4. The 2Ω resistor must have a voltage of (2A)(2Ω) = 4V, while the 4Ω resistor has a voltage of (2A)(4Ω) = 8V.
5. The remaining resistors, 3Ω and 6Ω, both have 4V across them.  This gives a current of (4V)/(3Ω) = 4/3 A through the 3Ω resistor, and (4V)/(6Ω) = 2/3 A through the 6Ω resistor.  This is a total of 2A, as it must be.

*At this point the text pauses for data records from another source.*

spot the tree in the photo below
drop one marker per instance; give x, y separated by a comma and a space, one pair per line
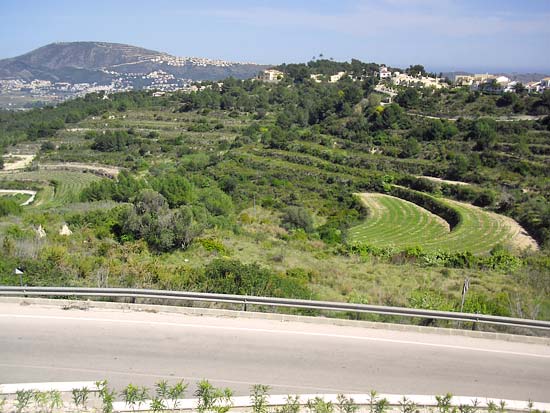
297, 218
408, 98
416, 70
483, 132
163, 229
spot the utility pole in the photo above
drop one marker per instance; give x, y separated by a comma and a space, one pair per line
465, 287
20, 273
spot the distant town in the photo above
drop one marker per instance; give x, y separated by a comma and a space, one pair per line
38, 92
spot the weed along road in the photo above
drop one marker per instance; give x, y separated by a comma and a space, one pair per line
43, 343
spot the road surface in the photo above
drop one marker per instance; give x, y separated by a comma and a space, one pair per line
44, 343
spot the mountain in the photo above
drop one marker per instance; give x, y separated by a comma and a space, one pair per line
101, 63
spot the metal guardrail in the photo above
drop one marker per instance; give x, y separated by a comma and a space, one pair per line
246, 300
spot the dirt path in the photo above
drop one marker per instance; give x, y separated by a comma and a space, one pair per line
372, 200
102, 170
519, 237
21, 191
443, 181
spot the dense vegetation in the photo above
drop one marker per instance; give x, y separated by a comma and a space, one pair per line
246, 187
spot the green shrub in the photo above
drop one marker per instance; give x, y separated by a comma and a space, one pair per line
297, 218
9, 207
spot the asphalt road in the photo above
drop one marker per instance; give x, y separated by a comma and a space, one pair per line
41, 343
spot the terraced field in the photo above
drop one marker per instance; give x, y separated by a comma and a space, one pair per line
60, 187
394, 222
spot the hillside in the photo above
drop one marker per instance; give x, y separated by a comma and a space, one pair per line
72, 62
248, 188
58, 71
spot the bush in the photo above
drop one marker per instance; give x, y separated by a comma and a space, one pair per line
163, 229
297, 218
9, 207
233, 277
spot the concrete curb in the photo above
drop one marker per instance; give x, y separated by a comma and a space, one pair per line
210, 312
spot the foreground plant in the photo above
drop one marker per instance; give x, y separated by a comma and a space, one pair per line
292, 405
80, 398
346, 405
259, 397
106, 395
444, 403
377, 405
407, 406
134, 395
318, 405
176, 392
23, 399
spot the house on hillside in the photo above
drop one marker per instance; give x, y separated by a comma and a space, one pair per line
384, 73
270, 75
335, 78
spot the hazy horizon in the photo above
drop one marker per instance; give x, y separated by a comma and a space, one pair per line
443, 35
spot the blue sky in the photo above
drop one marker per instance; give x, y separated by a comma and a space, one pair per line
476, 35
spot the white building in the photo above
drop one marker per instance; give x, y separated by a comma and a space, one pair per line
335, 78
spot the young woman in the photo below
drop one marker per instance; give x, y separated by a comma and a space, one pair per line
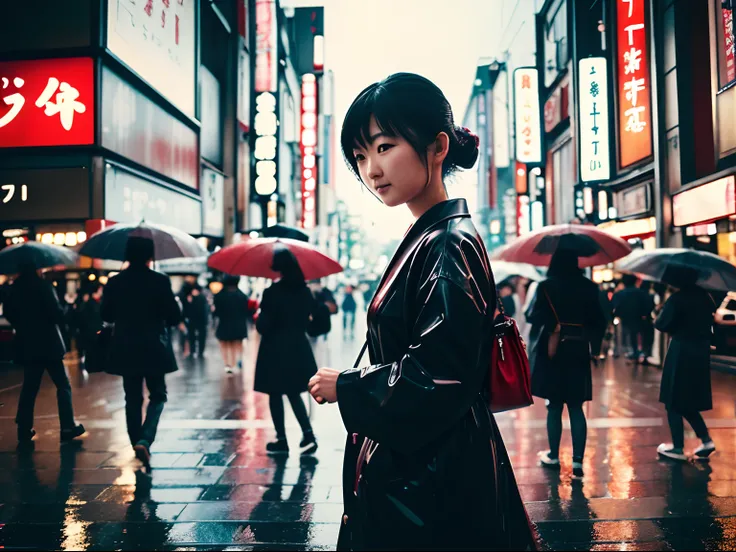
425, 466
285, 359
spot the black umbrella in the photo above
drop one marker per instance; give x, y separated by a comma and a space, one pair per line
281, 231
666, 264
168, 242
40, 255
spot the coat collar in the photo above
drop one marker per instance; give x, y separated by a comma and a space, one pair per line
443, 211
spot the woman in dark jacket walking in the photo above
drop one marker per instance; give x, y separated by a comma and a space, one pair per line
141, 304
285, 359
231, 311
32, 308
425, 465
566, 297
685, 388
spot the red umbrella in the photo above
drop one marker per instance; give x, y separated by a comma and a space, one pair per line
594, 247
253, 257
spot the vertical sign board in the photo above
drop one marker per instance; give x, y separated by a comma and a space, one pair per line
527, 118
265, 119
634, 104
308, 143
594, 147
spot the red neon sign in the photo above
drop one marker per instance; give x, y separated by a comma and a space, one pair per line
634, 104
308, 144
47, 102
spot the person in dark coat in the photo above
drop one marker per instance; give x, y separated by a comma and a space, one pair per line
285, 359
631, 305
32, 308
231, 311
565, 297
141, 304
425, 465
685, 388
88, 319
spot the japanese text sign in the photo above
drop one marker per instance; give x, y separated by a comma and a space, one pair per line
594, 142
266, 47
634, 105
47, 102
527, 117
308, 142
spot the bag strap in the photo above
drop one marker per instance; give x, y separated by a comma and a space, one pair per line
360, 355
551, 306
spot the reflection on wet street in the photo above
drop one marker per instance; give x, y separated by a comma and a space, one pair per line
212, 486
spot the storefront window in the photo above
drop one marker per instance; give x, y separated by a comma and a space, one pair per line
725, 47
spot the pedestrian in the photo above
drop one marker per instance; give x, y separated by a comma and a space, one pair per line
32, 308
231, 312
141, 304
285, 359
425, 465
567, 310
349, 307
631, 305
685, 388
197, 315
88, 319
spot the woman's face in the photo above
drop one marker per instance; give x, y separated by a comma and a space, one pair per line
390, 167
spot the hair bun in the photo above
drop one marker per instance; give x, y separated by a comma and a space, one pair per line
466, 152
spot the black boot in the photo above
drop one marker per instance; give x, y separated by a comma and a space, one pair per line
280, 446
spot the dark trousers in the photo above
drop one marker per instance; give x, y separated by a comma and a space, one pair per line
32, 376
677, 428
138, 429
197, 338
578, 427
276, 402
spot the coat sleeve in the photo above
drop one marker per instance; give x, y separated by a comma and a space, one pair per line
409, 403
667, 321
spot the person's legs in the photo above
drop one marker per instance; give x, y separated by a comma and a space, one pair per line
63, 394
156, 399
133, 387
677, 429
32, 376
696, 421
554, 428
579, 429
276, 404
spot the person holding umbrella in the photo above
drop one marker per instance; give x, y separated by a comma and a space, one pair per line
285, 359
566, 317
141, 304
685, 387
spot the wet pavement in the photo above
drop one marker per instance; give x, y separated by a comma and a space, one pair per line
212, 487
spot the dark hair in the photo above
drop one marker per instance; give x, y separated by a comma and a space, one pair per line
230, 280
138, 250
413, 107
564, 264
285, 263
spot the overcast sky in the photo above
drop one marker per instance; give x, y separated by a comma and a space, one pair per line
366, 40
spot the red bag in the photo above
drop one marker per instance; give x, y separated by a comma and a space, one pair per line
510, 380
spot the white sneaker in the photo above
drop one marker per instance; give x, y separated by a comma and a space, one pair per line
704, 451
667, 450
545, 460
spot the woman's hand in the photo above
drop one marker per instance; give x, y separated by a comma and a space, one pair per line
323, 385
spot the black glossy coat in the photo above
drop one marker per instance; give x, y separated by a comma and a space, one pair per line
425, 465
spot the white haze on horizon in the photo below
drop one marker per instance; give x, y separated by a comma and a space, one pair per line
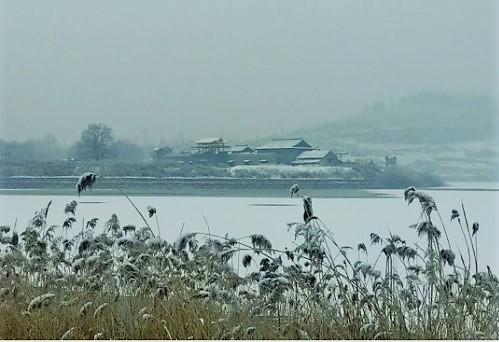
173, 71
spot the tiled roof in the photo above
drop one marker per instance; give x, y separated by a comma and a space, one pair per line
314, 154
240, 148
285, 143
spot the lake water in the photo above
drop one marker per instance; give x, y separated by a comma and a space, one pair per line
351, 219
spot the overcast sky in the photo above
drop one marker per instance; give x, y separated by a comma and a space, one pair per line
162, 70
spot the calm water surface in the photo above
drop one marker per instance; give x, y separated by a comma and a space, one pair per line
351, 219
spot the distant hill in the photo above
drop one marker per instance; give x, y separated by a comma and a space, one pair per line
455, 136
423, 118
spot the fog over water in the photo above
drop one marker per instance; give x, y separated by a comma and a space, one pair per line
179, 70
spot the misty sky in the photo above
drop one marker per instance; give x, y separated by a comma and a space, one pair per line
161, 71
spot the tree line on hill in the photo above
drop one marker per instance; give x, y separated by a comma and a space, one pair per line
97, 142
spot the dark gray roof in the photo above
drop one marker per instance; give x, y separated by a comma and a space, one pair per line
286, 143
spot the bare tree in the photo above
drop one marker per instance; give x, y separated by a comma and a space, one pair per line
97, 140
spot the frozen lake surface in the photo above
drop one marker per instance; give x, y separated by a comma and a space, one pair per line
351, 219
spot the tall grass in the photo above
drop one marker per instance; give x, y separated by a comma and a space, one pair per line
126, 283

2. Battery model with internal resistance

1. "No-load" current is Vs/R.
2. Vs = 6V, Rin = 0.20Ω, R = 0.001 Ω
1. I = Vs/(Rin + R)=(6V)/(0.201Ω) = 29.9 A
2. V = R Vs/(Rin + R) = (0.001Ω)(6V)/(0.201Ω) = 0.0299 V
3. P = VI = (0.001Ω)[(6V)/(0.201Ω)]² = 0.891 W
4. P = I²Rin = [(6V)/(0.201Ω)]²(0.20Ω) = 178 W
3. Vs = 6V, Rin = 0.20Ω, R = 1000Ω
1. I = Vs/(Rin + R)=(6V)/(1000.2Ω) = 6.00 mA
2. V = R Vs/(Rin + R) = (1000Ω)(6V)/(1000.2Ω) = 6.00 V
3. P = VI = (1000Ω)[(6V)/(1000.2Ω)]² = 0.0360 W
4. P = I²Rin = [(6V)/(1000.2Ω)]²(0.2Ω) = 7.20 μW
4. Vs = 6V, R = Rin = 0.20Ω
   1. I = Vs/(Rin + R)=(6V)/(0.40Ω) = 15.0 A
   2. V = R Vs/(Rin + R)=(0.20Ω)(6V)/(0.40Ω) = 3.00 V
   3. P = VI = (0.20Ω)[(6V)/(0.40Ω)]² = 45.0 W
   4. P = I²Rin = 45.0 W

3. Circuit with three switch settings

In the first configuration, the equivalent resistance of the circuit is R1 + R2 + R3.  With the switch closed at a, the equivalent resistance is R1 + (R2 and R2 in parallel) + R3 = R1 + ½ R2 + R3.  With the switch closed at b, the equivalent resistance is R1 + R2.

Since R = V/I, we have for the first configuration R1 + R2 + R3 = (6V)/(1.00mA) = 6000Ω.  With the switch closed at a, we have R1 + ½ R2 + R3 = (6V)/(1.20mA) = 5000Ω.  With the switch closed at b, we have R1 + R2 = (6V)/(2.00mA) = 3000Ω.  From this we find that R3 = 3000Ω, then R1 + R2 = 3000Ω and R1 + ½ R2 = 2000Ω, so R1 = 1000Ω and R2 = 2000Ω.